In response to the arrest of the atheist bloggers in Bangladesh I have written to their High Commissioner in the UK as follows
Dear Sir, I am writing to protest the arrest of Asif Mohiuddin, Rasel Parvez, Mushiur Rahman Biplob, and Subrata Adhikhari Shuvo on charges of blasphemy against Islam. No civilised country can hold its head high in the international community while denying freedom of expression to its citizens and unreasonably protecting religious or political ideas from criticism or dissent. I urge you to put pressure within your government to ensure these atheist bloggers are not only released but assured safety from the ignorant baying mobs that will surely pursue them. Rest assured that the greater worldwide secular movements will continue to point at Bangladesh and shame your government if this vile blasphemy law continues to be used to supress the perfectly reasonable opinion that there are no gods. Not only does the existence of such a law demean your country, your government and your people, it also demeans the religion of Islam which is obviously so insecure in its own beliefs that it cannot stand dissent or critique. Suppression of free speech on the internet is in any event a futile exercise as there will always be people, like me, to take up the cause for secularism and the right to criticise religion from within those countries that are sufficiently mature to have abandoned such medieval notions as blasphemy. So once again I call on your country to release and protect Asif Mohiuddin, Rasel Parvez, Mushiur Rahman Biplob, and Subrata Adhikhari Shuvo. The world is watching.. Yours SincerelyI have yet to receive a reply or an acknowledgment of this letter, which is disappointing, but allowing this sort of thing to go unremarked is to perpetuate the idea that blasphemy is a real crime that can merit a civil punishment.

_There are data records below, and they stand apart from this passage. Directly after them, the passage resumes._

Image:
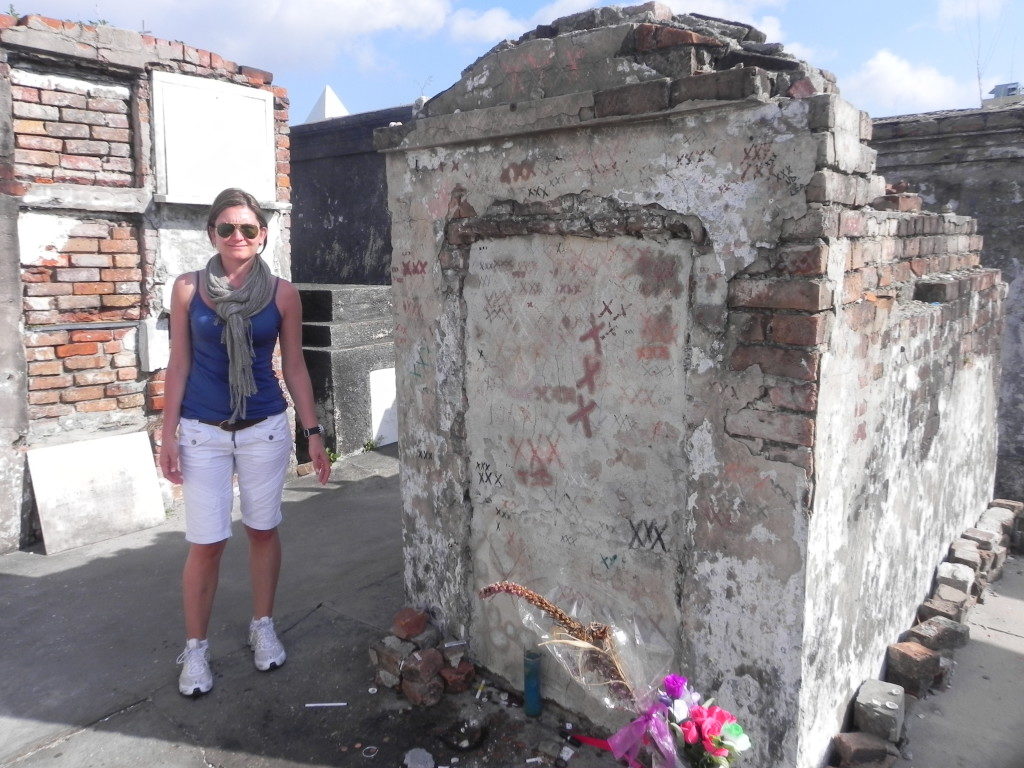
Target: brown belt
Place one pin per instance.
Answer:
(239, 423)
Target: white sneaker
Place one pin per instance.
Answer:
(267, 650)
(196, 677)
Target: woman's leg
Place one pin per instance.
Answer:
(264, 567)
(199, 585)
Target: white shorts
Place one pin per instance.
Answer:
(209, 456)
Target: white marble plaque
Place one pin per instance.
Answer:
(384, 413)
(211, 135)
(94, 489)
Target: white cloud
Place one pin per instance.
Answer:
(494, 24)
(887, 84)
(953, 12)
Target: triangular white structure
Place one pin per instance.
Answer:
(327, 107)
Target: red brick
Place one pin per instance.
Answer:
(49, 382)
(45, 338)
(423, 694)
(30, 126)
(33, 157)
(69, 350)
(90, 378)
(35, 354)
(795, 396)
(409, 623)
(49, 368)
(772, 425)
(457, 679)
(44, 143)
(792, 364)
(117, 275)
(799, 330)
(91, 407)
(84, 363)
(78, 163)
(91, 335)
(780, 294)
(422, 666)
(123, 300)
(93, 289)
(77, 394)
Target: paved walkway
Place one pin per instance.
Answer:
(87, 678)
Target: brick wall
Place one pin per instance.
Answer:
(96, 245)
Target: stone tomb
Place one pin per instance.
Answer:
(653, 349)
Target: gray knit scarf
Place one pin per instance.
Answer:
(235, 307)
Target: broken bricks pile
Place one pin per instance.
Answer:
(922, 662)
(413, 659)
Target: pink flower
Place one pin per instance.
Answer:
(675, 686)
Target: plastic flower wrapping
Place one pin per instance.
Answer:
(623, 664)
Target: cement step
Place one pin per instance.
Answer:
(342, 303)
(347, 335)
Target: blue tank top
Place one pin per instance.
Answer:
(207, 394)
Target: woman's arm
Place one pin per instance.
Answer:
(293, 366)
(177, 373)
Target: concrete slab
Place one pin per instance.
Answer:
(979, 720)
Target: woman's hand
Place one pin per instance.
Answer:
(322, 464)
(170, 460)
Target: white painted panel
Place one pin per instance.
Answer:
(383, 412)
(95, 489)
(211, 135)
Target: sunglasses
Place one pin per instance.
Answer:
(249, 231)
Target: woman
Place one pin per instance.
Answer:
(224, 415)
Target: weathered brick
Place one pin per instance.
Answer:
(856, 749)
(76, 274)
(792, 364)
(99, 406)
(780, 294)
(93, 289)
(771, 425)
(35, 157)
(84, 363)
(49, 382)
(457, 679)
(77, 146)
(422, 666)
(940, 634)
(122, 300)
(79, 163)
(59, 98)
(77, 394)
(67, 130)
(92, 378)
(45, 338)
(912, 666)
(90, 259)
(795, 396)
(42, 143)
(70, 350)
(78, 302)
(49, 368)
(799, 330)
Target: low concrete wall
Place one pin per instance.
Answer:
(972, 161)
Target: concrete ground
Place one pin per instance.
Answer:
(87, 677)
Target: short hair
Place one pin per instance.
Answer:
(231, 198)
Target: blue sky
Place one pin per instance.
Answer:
(890, 57)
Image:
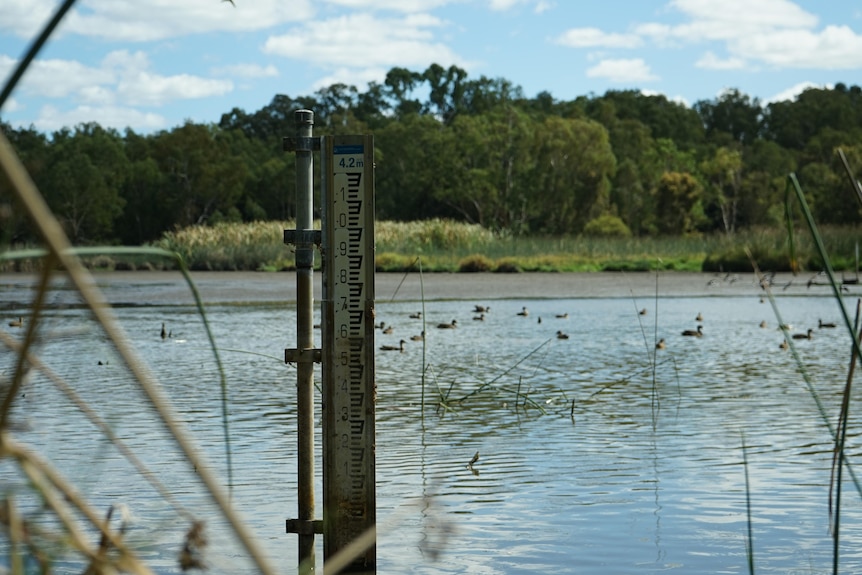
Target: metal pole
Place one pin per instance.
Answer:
(305, 335)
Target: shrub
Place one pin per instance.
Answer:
(607, 226)
(475, 263)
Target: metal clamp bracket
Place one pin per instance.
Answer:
(300, 144)
(304, 526)
(294, 355)
(307, 237)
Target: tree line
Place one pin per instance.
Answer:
(475, 150)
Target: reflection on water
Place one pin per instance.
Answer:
(597, 454)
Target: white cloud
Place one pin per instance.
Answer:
(835, 47)
(725, 18)
(362, 41)
(51, 119)
(623, 71)
(145, 89)
(160, 19)
(121, 77)
(595, 38)
(26, 18)
(710, 61)
(247, 71)
(352, 77)
(12, 105)
(55, 78)
(502, 5)
(793, 92)
(406, 6)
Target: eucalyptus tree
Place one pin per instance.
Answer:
(491, 164)
(86, 170)
(722, 173)
(733, 114)
(33, 149)
(203, 177)
(415, 158)
(678, 203)
(572, 167)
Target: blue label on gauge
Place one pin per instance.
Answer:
(349, 149)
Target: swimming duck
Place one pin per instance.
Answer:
(399, 347)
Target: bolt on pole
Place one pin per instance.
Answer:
(305, 335)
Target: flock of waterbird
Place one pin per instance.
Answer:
(479, 312)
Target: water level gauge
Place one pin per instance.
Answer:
(348, 335)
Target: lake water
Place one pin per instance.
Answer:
(626, 459)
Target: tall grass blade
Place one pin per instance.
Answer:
(60, 248)
(749, 543)
(34, 49)
(821, 409)
(838, 454)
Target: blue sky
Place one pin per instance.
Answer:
(152, 64)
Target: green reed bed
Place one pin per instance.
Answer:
(449, 246)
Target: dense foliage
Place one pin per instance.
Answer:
(474, 150)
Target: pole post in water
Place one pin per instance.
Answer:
(349, 389)
(304, 356)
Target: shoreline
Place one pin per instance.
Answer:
(143, 288)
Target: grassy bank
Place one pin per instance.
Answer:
(446, 246)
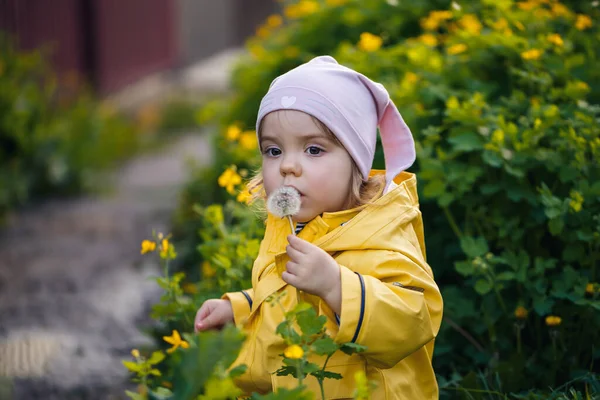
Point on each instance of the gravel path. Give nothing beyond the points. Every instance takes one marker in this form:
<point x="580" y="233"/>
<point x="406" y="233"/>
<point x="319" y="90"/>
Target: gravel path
<point x="73" y="287"/>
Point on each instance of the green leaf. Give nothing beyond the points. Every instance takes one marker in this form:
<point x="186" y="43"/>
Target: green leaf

Secularists all over the world are also penning similar missives to their respective ambassadors so I can only hope some good will come from this
Although we have come to expect Islamic countries to incorporate blasphemy in their legal system it is worth remembering that it was only in 2008 that laws for this “offense” were repealed in the UK and we need to watch out for well-meaning but misguided people who would see them back.